In 2014, while working at Alfresco, I helped upgrade from using Solr 1.4 to Solr 4.9, and in doing so I changed much of the Solr tracking code.  We were on Alfresco version 4.2, and our next big release would be 5.0.  Here’s an overview of my work.

We started with one solr project.  In ACE-916 and other issues we separated the code into two additional projects, solr-client, and solr4.

The solr-client Project

The solr-client project contains our Java API to connect to Alfresco for tracking.  Despite the name of this project, it really provides a proxy to Alfresco rather than to Solr.  I moved code from the original solr project that was relevant for all Solr versions to this project.  I created the SOLRAPIClientFactory and its associated SOLRAPIClientFactoryTest.  I created these adapter interfaces in order to keep some dependent code in the project free from dependencies on specific versions of those classes.  The solr and solr4 projects are each dependent upon solr-client but independent of each other.

The solr Project

The solr project contains code relevant to Solr 1.4.  I created the specific implementations of the adapters.  The original CoreTracker had > 2000 lines of code and did all kinds of tracking sequentially.  This was refactored in the solr4 project.  I also created the InformationServer interface and the LegacySolrInformationServer.

The solr4 Project

The solr4 project is specific to Solr 4.9.  I created this project, and the majority of my work was done here.  I created the ModelTracker, ContentTracker, and MetadataTracker, and I contributed to the AbstractTracker and AclTracker.  The now multiple kinds of trackers used the ThreadHandler, QueueHandler, and AbstractWorkableRunner to take advantage of multi-threading.  The ContentTracker took advantage of our new SolrContentStore that we used as a cache to prevent having to hit Alfresco for a reindex.  Associated tracker tests are here.

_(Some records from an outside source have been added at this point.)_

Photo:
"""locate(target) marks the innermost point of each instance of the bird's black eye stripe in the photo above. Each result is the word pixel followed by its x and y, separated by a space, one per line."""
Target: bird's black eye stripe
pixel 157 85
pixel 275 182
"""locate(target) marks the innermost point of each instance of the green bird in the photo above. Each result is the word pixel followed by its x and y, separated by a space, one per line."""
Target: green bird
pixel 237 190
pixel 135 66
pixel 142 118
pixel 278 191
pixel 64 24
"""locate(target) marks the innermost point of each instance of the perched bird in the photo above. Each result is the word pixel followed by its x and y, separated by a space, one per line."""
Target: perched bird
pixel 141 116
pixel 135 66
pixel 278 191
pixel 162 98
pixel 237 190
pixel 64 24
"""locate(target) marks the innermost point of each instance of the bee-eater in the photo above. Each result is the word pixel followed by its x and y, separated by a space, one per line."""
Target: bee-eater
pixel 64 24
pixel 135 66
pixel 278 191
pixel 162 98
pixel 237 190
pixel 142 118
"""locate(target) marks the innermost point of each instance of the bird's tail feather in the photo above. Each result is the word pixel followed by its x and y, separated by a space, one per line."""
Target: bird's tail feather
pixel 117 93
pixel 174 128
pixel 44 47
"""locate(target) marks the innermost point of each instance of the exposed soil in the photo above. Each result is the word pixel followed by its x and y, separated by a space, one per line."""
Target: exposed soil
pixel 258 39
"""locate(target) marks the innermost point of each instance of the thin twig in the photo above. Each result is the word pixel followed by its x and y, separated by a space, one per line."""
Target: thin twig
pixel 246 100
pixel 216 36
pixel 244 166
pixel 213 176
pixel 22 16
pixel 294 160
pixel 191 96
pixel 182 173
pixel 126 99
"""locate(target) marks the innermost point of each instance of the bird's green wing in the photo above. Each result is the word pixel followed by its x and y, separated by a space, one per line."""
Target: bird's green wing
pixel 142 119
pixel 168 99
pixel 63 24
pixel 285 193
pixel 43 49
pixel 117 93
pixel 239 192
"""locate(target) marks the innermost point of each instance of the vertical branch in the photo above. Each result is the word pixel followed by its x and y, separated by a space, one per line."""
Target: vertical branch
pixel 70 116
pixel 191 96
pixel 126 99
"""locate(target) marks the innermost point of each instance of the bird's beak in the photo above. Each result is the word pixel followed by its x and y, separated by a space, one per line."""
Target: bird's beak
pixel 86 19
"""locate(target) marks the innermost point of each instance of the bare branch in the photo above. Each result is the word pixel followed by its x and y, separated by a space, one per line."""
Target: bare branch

I also changed how we triggered tracking.  Alfresco has a separate Solr core for each Alfresco store, i.e. workspace://SpacesStore for “live” content, archive://SpacesStore for “deleted” content, etc. The AlfrescoCoreAdminHandler, which is a custom CoreAdminHandler, instantiates a SolrTrackerScheduler which schedules a CoreWatcherJob. The CoreWatcherJob goes through the Solr cores and registers with the admin handler the information server and the trackers. To do this I created a TrackerRegistry to register trackers per core.  Here are the SolrTrackerSchedulerTest and the TrackerRegistryTest.  

As was required by the new SolrCore, I created an AlfrescoSolrCloseHook along with its AlfrescoSolrCloseHookTest.  I created the InformationServer interface and the SolrInformationServer implementation for solr4.  * I wanted to have one InformationServer interface in the solr-client project, but the implementations were so different that it didn’t fit.  Now I almost feel like there is no point in having the interface for both projects, but I left them in there anyway.

I implemented the adapters mentioned above here.  Since we were trying to make our new implementation of Solr cloud-friendly, I implemented Cloud to facilitate running solr queries in the cloud.  Along with that were the SolrCoreTestBase and the CloudTest.

For ACE-3126 I ensured that module models are gotten before queries go through during installation.  I created the EnsureModelsComponent that makes queries block wait until the first model sync is done to the repository.

Testing

I prefer when writing unit tests to use a mocking framework so that the tests have no external dependencies such as a database or an app server.  That’s why I invested time in blazing a trail for using Mockito at Alfresco.  Of course we also performed integration tests like those in the AlfrescoCoreAdminTester and manual tests as documented in various Jira issues.  I didn’t participate in the performance tests, but I know they were done.

Mavenization

The code was originally being built using Ant, and I mavenized the build.  This included a solr4-ssl profile to enable secure comms in the solr4 pom and a solr-http profile to disable ssl in the solr pom.

Conclusion

I learned about Solr, multi-threading, scheduling jobs in Alfresco, Ant, Maven, and generally how to populate the Solr index with all relevant information in an enterprise content management system like Alfresco.  I have come to know that this problem is something that others like Lucidworks have solved.  I have developed a passion for this area and would like to do more on it in the future.